By Su Kim Chung on August 4, 2014 9:49 AM | Permalink
  • Kayla McDuffie displays photos from the Leonard Blood Papers

  • Kayla shows the detached binding from the photo album

  • Loose photos from the Leonard Blood Papers

  • A tintype from the Leonard Blood Papers

Throughout the summer I worked on many collections – the one I found to be the most interesting was the Leonard Blood Papers (collection number: MS-00161). This collection documents the life of Leonard Blood, who was responsible for hiring people for the Boulder (Hoover) Dam project between 1931 and 1938. The collection contains a scrapbook of articles featuring Blood, documents from the Boulder Dam project, his Navy and Naval Reserve paperwork, and his employment history.

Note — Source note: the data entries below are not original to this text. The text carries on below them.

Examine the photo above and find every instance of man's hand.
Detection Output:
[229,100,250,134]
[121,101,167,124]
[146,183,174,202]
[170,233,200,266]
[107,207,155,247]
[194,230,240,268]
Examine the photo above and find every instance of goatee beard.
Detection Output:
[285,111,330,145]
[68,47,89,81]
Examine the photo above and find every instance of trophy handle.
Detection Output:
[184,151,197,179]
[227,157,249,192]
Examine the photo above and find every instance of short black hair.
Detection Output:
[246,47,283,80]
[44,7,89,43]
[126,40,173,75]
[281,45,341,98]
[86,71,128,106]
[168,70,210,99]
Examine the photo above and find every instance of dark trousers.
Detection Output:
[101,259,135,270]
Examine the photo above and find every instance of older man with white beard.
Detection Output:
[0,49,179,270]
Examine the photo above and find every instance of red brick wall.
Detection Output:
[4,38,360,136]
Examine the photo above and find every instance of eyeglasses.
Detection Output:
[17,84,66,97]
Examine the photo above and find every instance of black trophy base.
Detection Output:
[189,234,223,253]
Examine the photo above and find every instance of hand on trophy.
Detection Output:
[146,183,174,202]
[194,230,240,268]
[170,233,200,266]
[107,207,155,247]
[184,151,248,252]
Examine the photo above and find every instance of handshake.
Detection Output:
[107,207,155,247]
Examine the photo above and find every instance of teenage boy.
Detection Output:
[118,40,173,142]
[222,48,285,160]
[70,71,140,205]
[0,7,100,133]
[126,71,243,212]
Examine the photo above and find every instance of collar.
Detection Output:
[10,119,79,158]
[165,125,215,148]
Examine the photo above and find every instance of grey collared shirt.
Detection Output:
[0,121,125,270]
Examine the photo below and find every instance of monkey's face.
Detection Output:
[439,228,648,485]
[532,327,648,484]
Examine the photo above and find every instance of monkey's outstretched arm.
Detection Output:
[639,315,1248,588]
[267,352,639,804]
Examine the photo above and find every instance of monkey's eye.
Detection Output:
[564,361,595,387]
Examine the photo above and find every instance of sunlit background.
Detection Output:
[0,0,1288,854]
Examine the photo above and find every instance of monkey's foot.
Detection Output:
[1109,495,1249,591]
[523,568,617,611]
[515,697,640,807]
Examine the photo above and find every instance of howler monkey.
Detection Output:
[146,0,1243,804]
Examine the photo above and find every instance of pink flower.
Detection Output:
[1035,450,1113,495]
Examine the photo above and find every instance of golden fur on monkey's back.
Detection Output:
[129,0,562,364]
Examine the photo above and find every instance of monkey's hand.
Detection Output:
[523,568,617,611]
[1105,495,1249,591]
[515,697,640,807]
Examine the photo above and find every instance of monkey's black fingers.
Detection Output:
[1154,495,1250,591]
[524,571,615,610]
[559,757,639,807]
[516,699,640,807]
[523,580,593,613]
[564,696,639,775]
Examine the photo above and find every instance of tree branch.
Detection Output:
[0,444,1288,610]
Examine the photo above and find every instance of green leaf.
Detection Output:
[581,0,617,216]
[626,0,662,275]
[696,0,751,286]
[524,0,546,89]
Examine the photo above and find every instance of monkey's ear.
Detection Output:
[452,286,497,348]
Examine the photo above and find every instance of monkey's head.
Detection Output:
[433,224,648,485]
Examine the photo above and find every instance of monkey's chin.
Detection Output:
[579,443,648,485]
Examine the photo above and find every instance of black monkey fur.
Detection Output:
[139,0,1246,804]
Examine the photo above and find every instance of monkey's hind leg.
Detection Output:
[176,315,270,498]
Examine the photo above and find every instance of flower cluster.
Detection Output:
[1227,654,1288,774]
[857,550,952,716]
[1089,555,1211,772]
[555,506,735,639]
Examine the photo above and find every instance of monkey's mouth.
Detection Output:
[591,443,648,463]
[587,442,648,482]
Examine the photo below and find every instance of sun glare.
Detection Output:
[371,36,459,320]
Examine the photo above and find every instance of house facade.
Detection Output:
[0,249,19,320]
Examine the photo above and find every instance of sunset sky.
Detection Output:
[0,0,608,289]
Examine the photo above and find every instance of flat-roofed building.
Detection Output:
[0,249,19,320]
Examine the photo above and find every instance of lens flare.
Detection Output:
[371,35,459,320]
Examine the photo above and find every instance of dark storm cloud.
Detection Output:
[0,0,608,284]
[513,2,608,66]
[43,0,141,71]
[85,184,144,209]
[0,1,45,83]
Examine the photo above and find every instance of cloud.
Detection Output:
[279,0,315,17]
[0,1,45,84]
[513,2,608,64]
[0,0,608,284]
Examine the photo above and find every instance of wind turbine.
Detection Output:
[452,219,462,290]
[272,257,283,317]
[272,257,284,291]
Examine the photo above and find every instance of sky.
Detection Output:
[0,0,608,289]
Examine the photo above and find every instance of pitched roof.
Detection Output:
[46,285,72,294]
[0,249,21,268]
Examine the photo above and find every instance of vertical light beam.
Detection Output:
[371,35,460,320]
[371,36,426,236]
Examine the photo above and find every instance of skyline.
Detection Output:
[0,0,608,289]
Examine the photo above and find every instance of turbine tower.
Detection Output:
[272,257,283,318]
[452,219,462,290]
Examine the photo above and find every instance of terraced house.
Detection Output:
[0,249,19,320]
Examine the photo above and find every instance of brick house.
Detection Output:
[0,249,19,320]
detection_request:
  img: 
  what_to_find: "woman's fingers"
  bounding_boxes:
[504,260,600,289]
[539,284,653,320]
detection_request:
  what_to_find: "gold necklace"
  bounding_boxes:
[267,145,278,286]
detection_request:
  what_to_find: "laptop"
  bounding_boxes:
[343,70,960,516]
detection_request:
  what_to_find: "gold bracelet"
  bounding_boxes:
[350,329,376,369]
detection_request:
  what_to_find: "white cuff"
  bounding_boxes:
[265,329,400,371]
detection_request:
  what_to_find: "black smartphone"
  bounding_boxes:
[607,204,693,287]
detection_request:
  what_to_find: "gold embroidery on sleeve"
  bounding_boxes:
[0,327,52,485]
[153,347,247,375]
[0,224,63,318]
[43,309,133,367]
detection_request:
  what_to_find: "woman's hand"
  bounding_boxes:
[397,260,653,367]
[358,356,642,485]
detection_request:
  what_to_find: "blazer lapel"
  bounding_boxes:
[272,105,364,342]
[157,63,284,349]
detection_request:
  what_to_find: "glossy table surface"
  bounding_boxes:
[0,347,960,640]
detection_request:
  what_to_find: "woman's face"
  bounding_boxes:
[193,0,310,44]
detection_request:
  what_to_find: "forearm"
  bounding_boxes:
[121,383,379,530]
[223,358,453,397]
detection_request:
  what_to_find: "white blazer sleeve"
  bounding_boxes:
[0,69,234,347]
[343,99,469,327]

While all the materials were really interesting to look through, my favorite part of the collection would have to be the photo album and loose photographs of his family. The photos roughly date from the late 1800s to early 1900s, and are just awesome to look at! I absolutely love photographs, and the older they are the better, because they give a snapshot of the time period, such as the clothing and hairstyles. The number of photographs in this collection suggest that this family was better off than most, because photographs were a luxury at the time. The range of the different types of photos was interesting too; most of them appear to be sliver gelatin prints, but there was a tin-type and a silhouette that made the collection even more exciting to go through. These photos made it hard to tear myself away from this collection, but I still had other collections to work on!

I chose to share this collection because it was a good example of the internship responsibilities. The interns were asked to go through the collections and make sure everything was documented, assess the collection’s physical condition (identifying any conservation needs), and input all of the finding aid data into ArchivesSpace. This collection actually had conservation issues – the velvet-bound photo album cover had become detached over time, and the loose photos will need to be sleeved. After I identified the conservation issue, I revised the finding aid and was able to make the information more understandable for Special Collections’ patrons. I am excited that all of the finding aids that I have worked on over the summer will go live in September. This experience has been awesome; I would love to have another chance to work with collections like these again in the future.

Kayla McDuffie is a graduate student employee in UNLV Special Collections.